Il n'y a plus coalition dedans Palais de la Moncloa – s’il y en a jamais eu un –. La démission du deuxième vice-président, Yolanda Díaz, pour tenter de diriger le alliance de gauchequi apparaîtra uni aux prochaines élections législatives, était en réalité la signature symbolique du rupture de la cohabitation entre le PSOE et Sumar. Sur le papier, les deux parties entretiendront la fiction selon laquelle s'opposera formellement jusqu'à ce que les élections générales aient lieu, car tous les ministres et le président lui-même continueront à dire qu'ils font partie d'un « gouvernement de coalition progressiste» dans lequel les deux parties ont leurs domaines définis.
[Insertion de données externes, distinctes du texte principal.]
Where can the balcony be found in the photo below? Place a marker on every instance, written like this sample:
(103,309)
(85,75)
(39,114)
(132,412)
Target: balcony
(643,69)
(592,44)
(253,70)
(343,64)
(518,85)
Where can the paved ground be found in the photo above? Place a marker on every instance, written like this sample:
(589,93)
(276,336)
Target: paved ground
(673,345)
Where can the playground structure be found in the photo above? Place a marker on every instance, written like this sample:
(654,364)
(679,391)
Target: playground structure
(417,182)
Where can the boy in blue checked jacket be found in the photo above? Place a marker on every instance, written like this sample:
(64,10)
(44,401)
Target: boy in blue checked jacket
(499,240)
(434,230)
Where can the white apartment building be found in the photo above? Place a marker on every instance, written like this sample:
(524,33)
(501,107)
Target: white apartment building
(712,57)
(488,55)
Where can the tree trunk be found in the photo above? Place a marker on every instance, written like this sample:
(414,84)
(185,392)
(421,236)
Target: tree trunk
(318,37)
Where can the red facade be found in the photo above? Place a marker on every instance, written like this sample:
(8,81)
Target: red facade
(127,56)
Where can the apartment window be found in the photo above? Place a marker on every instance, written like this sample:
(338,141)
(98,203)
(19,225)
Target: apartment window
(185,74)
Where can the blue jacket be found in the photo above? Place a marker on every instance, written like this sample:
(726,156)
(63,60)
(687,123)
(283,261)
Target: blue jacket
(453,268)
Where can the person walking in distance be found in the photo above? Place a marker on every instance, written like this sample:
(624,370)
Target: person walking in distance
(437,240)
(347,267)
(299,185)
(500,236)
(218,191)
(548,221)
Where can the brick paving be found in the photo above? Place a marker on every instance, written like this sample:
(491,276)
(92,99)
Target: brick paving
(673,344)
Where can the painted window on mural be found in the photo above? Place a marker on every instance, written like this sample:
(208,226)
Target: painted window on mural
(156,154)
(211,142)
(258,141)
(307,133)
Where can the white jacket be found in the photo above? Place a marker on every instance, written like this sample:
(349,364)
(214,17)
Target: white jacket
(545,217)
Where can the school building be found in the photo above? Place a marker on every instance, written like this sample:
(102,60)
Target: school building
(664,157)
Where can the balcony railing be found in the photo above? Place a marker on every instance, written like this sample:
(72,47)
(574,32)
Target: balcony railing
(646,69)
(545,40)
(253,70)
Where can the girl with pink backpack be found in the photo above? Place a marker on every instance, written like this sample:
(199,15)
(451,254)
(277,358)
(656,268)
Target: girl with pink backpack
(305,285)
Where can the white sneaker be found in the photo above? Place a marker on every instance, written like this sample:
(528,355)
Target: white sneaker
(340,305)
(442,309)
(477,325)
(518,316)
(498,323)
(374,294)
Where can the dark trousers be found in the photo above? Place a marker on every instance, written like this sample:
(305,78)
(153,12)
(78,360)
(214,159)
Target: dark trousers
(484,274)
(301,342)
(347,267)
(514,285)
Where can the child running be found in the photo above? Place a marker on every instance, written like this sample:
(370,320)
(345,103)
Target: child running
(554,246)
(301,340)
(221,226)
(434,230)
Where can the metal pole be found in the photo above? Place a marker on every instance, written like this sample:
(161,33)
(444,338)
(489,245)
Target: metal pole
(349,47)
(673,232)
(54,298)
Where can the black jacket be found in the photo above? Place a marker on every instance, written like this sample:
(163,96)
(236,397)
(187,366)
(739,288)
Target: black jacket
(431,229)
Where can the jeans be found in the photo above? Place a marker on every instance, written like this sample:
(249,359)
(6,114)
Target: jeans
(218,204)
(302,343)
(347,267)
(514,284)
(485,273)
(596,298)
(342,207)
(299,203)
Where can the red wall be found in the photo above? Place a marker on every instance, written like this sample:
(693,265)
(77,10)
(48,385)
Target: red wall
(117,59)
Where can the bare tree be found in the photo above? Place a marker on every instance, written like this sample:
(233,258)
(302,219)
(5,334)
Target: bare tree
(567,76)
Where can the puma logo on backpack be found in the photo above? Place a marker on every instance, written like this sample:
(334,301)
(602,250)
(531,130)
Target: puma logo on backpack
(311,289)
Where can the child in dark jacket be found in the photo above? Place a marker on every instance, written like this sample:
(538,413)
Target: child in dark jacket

Mais la réalité, presque toujours, va dans l’autre sens. Rien de comparable à lui art d'apparence. En politique, cela vaut plus que toute autre chose. Il chef de cabinet du président, Diego Rubiotu le sais très bien. Ce n'est pas un hasard si, dans sa thèse de doctorat, il a trouvé des justifications à la tromperie dans des écrits historiques, comme dans un texte du XVe siècle qui affirme que « la simulation et la dissimulation ne sont pas des péchés, mais plutôt des techniques avantageuses et extrêmement utiles pour prospérer dans la vie ». Mais ne vous y trompez pas, cher lecteur. La vérité est que Yolanda Díaz a dynamisé la force de son espace politique au Conseil des ministres parce qu’il a supprimé le principal outil de persuasion de tout projet politique : l'avenir. Les humains ne cessent d'être attente. Nous attendons tous constamment quelque chose, à un moment donné. Et en plus, quelque chose qui correspond à nos envies. La seule certitude est que Ajouter ne sera plus ajouter. Ce sera autre chose, éthéré, indéterminé. Et il n'y aura pas Vice-président Díaz à l'avant. Personne ne sait en effet qui sera devant, même si chacun fait sa poule.
Lorsque la référence principale du partenaire minoritaire s'éloigne de l'horizon électoral, le l’alliance gouvernementale perd ses attentes communes quant à l’avenir. La coalition peut continuer à fonctionner formellement, mais elle cesse de se projeter comme un projet politique commun. La démission de Yolanda Díaz a encore affaibli la La capacité de négociation de Sumar contre le PSOE. Depuis des années, les socialistes mesurent constamment leurs forces respectives. Maintenant que ses « collègues » sont en transition ou en intérim, va recentraliser l’agenda et le leadership de sorte que Sánchez gouverne seul, de facto. Il ne peut plus y avoir de dialogue ni de débat interne car on ne sait plus clairement qui représente cet espace. ET Yolanda Díaz Il a déjà perdu toute légitimité (et crédibilité), même s'il continue d'être le « deux » de l'Exécutif. Mais le désordre de ses adieux ne s'arrête pas là. Son recul était signal de départ pour le jeu des trônes. Ou la danse du poignard. Vous savez déjà que si la gauche est bonne en quelque chose, c'est guerre fratricide et débattons du sexe des anges.
Il PSOE jamais pris au sérieux Ajouter. Et maintenant qu’il n’y aura plus de Sumar, les socialistes s’offrent le luxe d’influencer le débat sur qui devrait être le nouveau leader de leur gauche. Gabriel Rufian comme. Et beaucoup. Mais c'est une autre histoire. tout en Moncloa Ils savent que gouverner au sein d’une coalition, c’est comme partager un toit avec quelqu’un dont vous avez également l’intention de contester l’héritage. Vous coopérez par nécessité, mais vous rivalisez par instinct. Dans un premier temps, lors de la lune de miel, les partenaires partagent des sourires, des conférences de presse et des disputes coordonnées. Mais sous la table, il y a toujours du piétinement. La science politique l’explique avec une froideur académique : responsabilité partagée versus différenciation électorale. Traduit : soit vous gouvernez ensemble, soit vous vous préparez à survivre à l’autre. Et plus les sondages se rapprochent, plus le volume des nuances, des amendements et des « ce n’est pas exactement ce que nous voulions » augmente. Il L'exécutif toujours deboutmais l'harmonie commence à paraître forcée.
Le grand donne le rythme et le petit essaie de ne pas laisser la mélodie se cacher. Le problème est que le l'usure n'est pas répartie proportionnellement. Et le petit découvre que influencer n’est pas la même chose que dirigeret le fait d’être au gouvernement ne garantit pas la survie en dehors de celui-ci. Les ruptures, d’ailleurs, ne s’annoncent presque jamais en claquant la porte. Ils commencent lorsque l'un des deux pense au prochaine campagne. Lorsque le leadership de l’un entre en transition et que l’autre en prend note. Il ne reste que Sánchez.